Turning to another class among the land Articulata, we may briefly mention the phosphorescence of the centipede and that of the earthworm. Both phenomena may be seen in England, but are more common on the Continent. The centipede, which is tawny brown in color, and scarcely exceeds the tenth of an inch in diameter, is about an inch and a half in length. It frequents out-houses and arbors, where it may sometimes be found crawling along the ground, and searching for the insects on which it feeds. The phosphorescent property resides in a fluid which it secretes, and with which it can moisten the whole of its body. The light becomes more brilliant when the animal is irritated, and, if the fluid be received upon the hand, it will continue luminous for some seconds. M. Audouin, a French naturalist, residing near Paris, was witness of a remarkable appearance which was caused by luminous centipedes. He was informed that there were "earthworms" in a field near his house, glowing like red-hot coals. On going to the place to sec, he found merely a few luminous streaks here and there upon the ground; but, when a spade was brought, and some of the earth thrown up, a beautiful spectacle presented itself. Great numbers of centipedes, which had collected together for some purpose, were unearthed, and the soil shone with the light which they emitted, the streaks remaining visible for many seconds, if the clods were crushed beneath the foot. Similarly, Prof. Moquin-Tandon has recorded a case of the phosphorescence of earth-worms, which lie noticed on a garden-walk at Toulouse. The worms were about an inch and a half in length, and looked like little rods of white-hot iron.
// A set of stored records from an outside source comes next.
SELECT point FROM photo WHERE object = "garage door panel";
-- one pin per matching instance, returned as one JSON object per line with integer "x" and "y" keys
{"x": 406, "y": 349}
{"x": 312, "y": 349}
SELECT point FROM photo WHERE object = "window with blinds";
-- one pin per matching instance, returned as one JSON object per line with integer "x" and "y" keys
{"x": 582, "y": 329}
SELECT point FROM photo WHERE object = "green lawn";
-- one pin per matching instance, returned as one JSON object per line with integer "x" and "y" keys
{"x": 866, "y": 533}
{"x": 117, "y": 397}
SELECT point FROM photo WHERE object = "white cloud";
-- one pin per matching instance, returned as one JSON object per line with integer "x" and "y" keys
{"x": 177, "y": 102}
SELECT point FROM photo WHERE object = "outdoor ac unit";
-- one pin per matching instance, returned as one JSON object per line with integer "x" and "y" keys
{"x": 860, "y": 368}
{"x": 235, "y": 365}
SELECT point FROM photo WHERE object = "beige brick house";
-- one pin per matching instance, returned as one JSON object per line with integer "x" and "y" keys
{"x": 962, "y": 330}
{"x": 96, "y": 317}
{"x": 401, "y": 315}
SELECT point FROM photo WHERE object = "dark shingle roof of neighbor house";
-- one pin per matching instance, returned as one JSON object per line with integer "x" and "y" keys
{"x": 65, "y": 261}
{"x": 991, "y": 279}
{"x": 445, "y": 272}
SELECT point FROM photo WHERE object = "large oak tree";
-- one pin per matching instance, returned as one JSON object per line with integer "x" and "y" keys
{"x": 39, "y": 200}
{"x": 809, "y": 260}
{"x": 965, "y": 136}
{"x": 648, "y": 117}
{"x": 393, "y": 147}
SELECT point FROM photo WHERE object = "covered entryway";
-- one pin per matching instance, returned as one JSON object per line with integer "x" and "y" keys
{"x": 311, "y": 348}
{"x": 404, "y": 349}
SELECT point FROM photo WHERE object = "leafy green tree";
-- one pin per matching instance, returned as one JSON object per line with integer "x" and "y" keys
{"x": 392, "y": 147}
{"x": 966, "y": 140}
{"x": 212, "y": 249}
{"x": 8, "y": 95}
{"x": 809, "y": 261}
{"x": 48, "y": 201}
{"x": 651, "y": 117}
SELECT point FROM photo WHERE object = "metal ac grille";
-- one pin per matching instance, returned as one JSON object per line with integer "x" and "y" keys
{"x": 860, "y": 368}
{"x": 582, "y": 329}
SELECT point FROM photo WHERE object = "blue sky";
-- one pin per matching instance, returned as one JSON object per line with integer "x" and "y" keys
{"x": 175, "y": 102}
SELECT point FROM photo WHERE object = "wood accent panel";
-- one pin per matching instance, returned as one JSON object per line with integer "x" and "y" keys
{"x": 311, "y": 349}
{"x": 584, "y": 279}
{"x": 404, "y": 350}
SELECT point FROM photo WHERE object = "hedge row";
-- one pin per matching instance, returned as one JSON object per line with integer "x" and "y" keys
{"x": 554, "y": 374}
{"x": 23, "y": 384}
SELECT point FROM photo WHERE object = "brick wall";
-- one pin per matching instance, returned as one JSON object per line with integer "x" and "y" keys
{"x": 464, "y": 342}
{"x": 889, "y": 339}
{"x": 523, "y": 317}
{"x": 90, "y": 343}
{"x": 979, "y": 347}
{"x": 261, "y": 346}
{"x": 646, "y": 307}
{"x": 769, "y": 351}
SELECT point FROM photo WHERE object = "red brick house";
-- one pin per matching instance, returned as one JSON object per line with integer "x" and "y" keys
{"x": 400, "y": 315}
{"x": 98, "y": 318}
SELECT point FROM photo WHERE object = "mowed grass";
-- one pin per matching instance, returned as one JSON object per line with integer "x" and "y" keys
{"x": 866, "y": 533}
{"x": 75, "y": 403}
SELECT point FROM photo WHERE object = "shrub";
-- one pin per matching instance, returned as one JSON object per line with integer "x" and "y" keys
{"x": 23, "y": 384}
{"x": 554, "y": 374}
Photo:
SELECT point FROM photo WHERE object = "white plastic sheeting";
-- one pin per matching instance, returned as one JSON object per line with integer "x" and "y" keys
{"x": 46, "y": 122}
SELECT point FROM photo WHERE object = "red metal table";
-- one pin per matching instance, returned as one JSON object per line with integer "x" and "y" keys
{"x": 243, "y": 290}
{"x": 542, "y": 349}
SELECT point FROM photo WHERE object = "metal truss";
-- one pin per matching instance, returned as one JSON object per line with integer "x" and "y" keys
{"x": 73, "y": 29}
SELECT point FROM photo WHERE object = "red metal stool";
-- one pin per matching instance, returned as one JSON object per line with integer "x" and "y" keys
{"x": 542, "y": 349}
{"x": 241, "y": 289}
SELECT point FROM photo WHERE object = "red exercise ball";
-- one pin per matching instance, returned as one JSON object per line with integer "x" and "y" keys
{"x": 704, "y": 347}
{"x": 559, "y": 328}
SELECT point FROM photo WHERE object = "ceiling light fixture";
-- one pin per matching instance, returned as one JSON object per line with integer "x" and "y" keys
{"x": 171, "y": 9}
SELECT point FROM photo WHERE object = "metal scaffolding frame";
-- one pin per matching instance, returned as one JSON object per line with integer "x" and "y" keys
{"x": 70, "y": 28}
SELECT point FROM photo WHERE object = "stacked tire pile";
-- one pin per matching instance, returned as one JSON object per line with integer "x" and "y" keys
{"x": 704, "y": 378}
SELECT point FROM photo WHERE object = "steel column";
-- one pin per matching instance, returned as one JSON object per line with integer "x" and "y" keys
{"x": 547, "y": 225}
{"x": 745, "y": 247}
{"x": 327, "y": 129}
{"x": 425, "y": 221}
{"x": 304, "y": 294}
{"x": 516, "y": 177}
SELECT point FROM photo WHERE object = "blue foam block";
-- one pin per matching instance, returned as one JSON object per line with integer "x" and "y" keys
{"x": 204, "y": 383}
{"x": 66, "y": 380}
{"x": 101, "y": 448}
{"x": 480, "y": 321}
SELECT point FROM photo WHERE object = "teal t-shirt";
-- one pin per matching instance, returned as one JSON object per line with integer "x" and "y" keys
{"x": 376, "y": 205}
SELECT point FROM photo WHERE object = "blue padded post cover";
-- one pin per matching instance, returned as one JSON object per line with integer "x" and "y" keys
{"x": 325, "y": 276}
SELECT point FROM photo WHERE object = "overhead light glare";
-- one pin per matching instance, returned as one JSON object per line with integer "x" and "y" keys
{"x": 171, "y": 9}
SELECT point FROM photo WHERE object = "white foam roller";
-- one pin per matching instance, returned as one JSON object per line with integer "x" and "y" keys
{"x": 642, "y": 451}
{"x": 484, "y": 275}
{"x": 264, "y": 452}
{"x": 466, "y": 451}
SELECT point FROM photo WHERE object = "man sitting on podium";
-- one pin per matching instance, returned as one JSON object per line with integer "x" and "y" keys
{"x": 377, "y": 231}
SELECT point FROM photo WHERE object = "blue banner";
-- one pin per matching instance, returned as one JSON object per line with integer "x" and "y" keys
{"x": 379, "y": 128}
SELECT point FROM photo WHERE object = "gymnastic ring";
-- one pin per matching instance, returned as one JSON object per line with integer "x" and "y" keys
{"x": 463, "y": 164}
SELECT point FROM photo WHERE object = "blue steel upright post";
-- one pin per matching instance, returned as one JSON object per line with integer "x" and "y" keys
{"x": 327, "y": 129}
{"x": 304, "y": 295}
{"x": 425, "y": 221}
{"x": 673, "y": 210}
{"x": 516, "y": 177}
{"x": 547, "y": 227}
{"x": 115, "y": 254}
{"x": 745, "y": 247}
It would be out of place in the pages of this journal to discuss the merits of theories which have been advanced to account for animal phosphorescence. As we have already said, Science has not pronounced any final decision on the matter. Some philosophers look upon the light as the result of the slow combustion of some combination of phosphorus contained in the animal secretions; others believe it to be a direct manifestation of vital force, acting through special organs, much in the way that electricity is produced in the torpedo or gymnotus. No doubt the problem will ultimately be solved as we advance in the study of comparative anatomy, and, in the mean time, many experiments have been made, in the hope of assisting the solution. It has been found that the luminous matter will communicate its peculiar property to liquids or solids with which it may come in contact. The light is extinguished by a cold or boiling temperature, or by strong stimulants; it also disappears in vacuo but becomes visible again on the admission of the air; and it is increased by moderate heat, and by gentle stimulants. In respect to the glow-worm, the two smaller sacs of yellow matter which we described possess the curious property of shining uninterruptedly for several hours, after they have been removed from the living body, the light from other parts being extinguished immediately under similar circumstances. A simple galvanic current passed through water containing Noctilucæ produced no effect; but an electro-magnetic current, on the other hand, caused, after a short interval, a continuous and steady glow to issue from the water. The light disappeared at the end of a quarter of an hour, and could not be reproduced, the animalcules being evidently dead.—Chambers's Journal.